Beberapa Kata Kiasan dalam Talak
Pertama, yang ada nashnya, misalnya “kembalilah kepada keluargamu”, “Tidak ada jalan bagiku menuju dirimu”, “Kamu haram bagiku”, “Pergilah dan jika mau menikahlah”, “tutuplah rambutmu”, atau “Kamu bebas”.
Semua kata kiasan di atas jika disertai dengan niat, maka ada yang menganggap sebagai talak tiga, dan ada pula yang mengembalikan hal itu kepada niat pengucapnya, jika ia tidak meniati dengan jumlah tertentu, maka yang berlaku adalah talak satu, sebagaimana halnya dengan kata kiasan lainnya.
Kedua, tidak ada nashnya. Meskipun kata-kata itu tidak ditetapkan berdasarkan nash, tetapi secara fungsional, kata kiasan tersebut mempunyai kedudukan hukum yang sama.
Ketiga, kata kiasan dengan menggunakan kata-kata yang masih samar, misalnya: keluarlah, pergilah, aku serahkan kamu kepada keluargamu dan kata-kata lainnya yang menunjukkan perpisahan suami istri.
Jika seorang suami mengucapkan kata-kata tersebut dan disertai niat talak tiga, maka telah jatuh talak tiga. Demikian juga jika diniati talak dua, maka jatuh talak dua, atau satu, maka jatuh talak satu. Demikianlah pendapat Imam Syafi’i dan Ahmad. Sedangkan Abu Hanifah berkata, “Jika diniati dengan talak dua, maka yang berlaku adalah talak satu.”
Hukum Niat dalam Talak Sharih
Talak sharih tidak memerlukan adanya niat, bahkan talak tersebut dianggap sah meskipun tanpa niat. Dan tidak ada perbedaan pendapat dalam hal ini. Karena perkataan yang jelas dan lugas tidak memerlukan niat lagi, sebagaimana halnya dengan jual beli, baik dimaksudkan untuk bercanda maupun serius. Hal itu berdasarkan sabda Rasulullah saw,
“Ada tiga perkara, seriusnya dianggap serius dan kelakarnya pun dianggap serius, yaitu: nikah, talak, dan rujuk.” (HR. Ahmad, Abu Dawud, Ibnu Majah dan Tirmidzi).
Jika ada orang non-Arab mengatakan kepada istrinya, “Anti Thaliq” sedang ia tidak memahami arti kalimat tersebut, maka tidak ada talak di antara mereka, karena suaminya itu tidak bermaksud menjatuhkan talak, sehingga talak tersebut tidak berlaku, sebagaimana talak orang yang berada dalam paksaan.

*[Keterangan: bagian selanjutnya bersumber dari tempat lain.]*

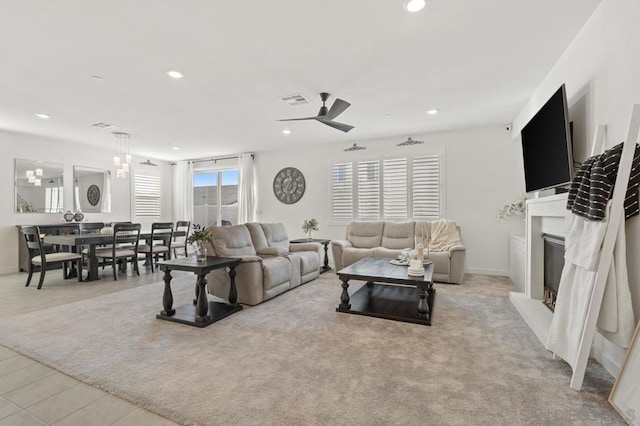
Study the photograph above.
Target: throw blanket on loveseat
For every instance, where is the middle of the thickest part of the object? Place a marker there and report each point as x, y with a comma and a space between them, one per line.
444, 235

Beberapa Permasalahan Mengenai Talak
Jika ada orang ditanya, “Apakah Anda sudah beristri?” Lalu ia menjawab, “Tidak, belum.” Yang dengan itu ia berbohong, maka tidak berarti bahwa ia telah menceraikan istrinya. Tetapi jika ia mengatakan, “Aku telah menceraikannya,” meskipun diniati berbohong, maka telah jatuh talak karenanya.

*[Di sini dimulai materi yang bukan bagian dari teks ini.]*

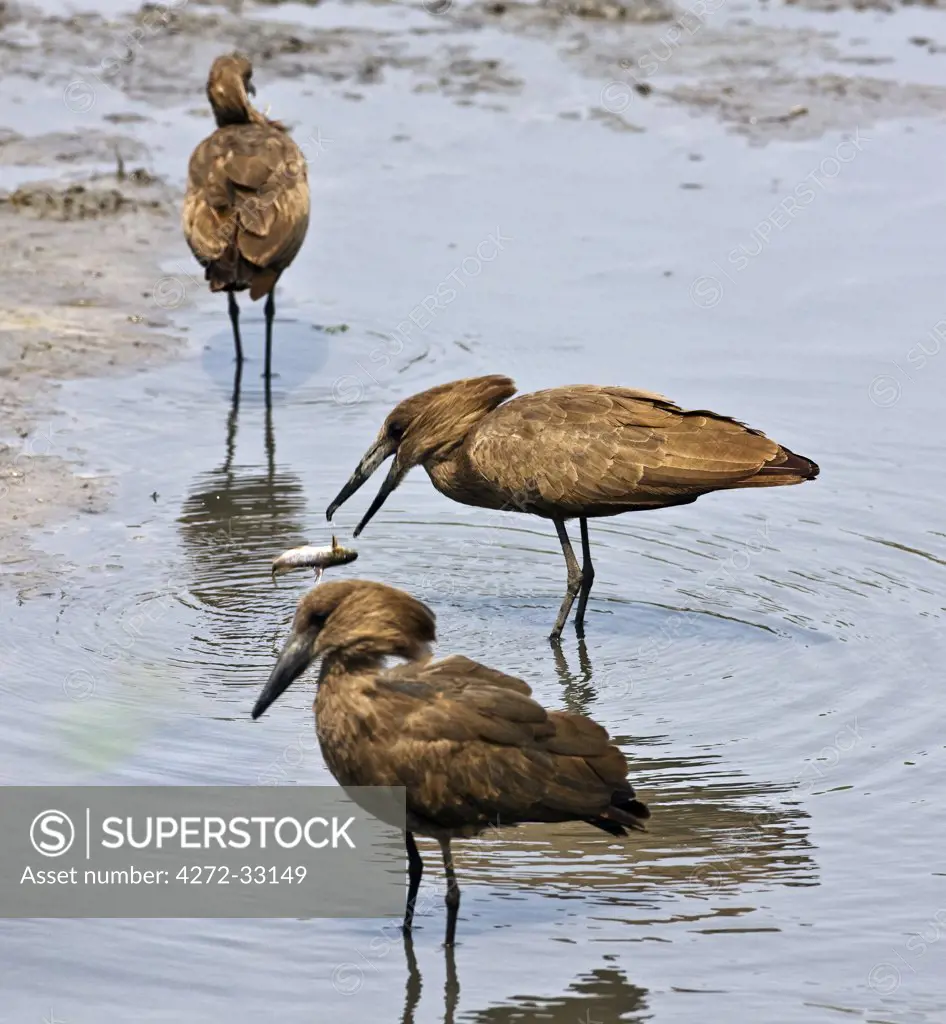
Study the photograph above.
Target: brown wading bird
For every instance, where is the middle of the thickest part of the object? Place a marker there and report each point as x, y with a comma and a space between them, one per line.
467, 742
247, 206
577, 452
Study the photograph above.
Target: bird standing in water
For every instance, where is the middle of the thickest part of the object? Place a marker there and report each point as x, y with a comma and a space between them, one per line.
247, 206
578, 452
469, 744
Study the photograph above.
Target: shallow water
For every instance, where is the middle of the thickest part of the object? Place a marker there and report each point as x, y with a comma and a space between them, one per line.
768, 660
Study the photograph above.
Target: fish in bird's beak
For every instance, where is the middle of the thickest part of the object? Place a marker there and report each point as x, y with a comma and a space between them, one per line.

Jawaban “tidak berisri” itu tidak menyebabkan jatuhnya talak. Karena, jawaban itu merupakan ungkapan kiasan yang menuntut adanya niat talak. Sehingga jika ia berniat berbohong saja dan tidak berniat talak, maka tidak terjadi talak di antara keduanya.
Jika ditanyakan kepada seorang suami, “Apakah kamu mentalak istrimu?” Lalu ia menjawab “Ya”. Atau ditanyakan kepadanya, “Apakah telah jatuh talak kepada istrimu?” Dan ia pun menjawab, “Ya”, maka dengan itu ia telah menceraikan istrinya meskipun ia tidak berniat untuk itu. Demikian menurut para penganut madzhab Hambali, dan itu pula yang benar dari madzhab Imam Syafi’i, serta menjadi pilihan al-Muzni.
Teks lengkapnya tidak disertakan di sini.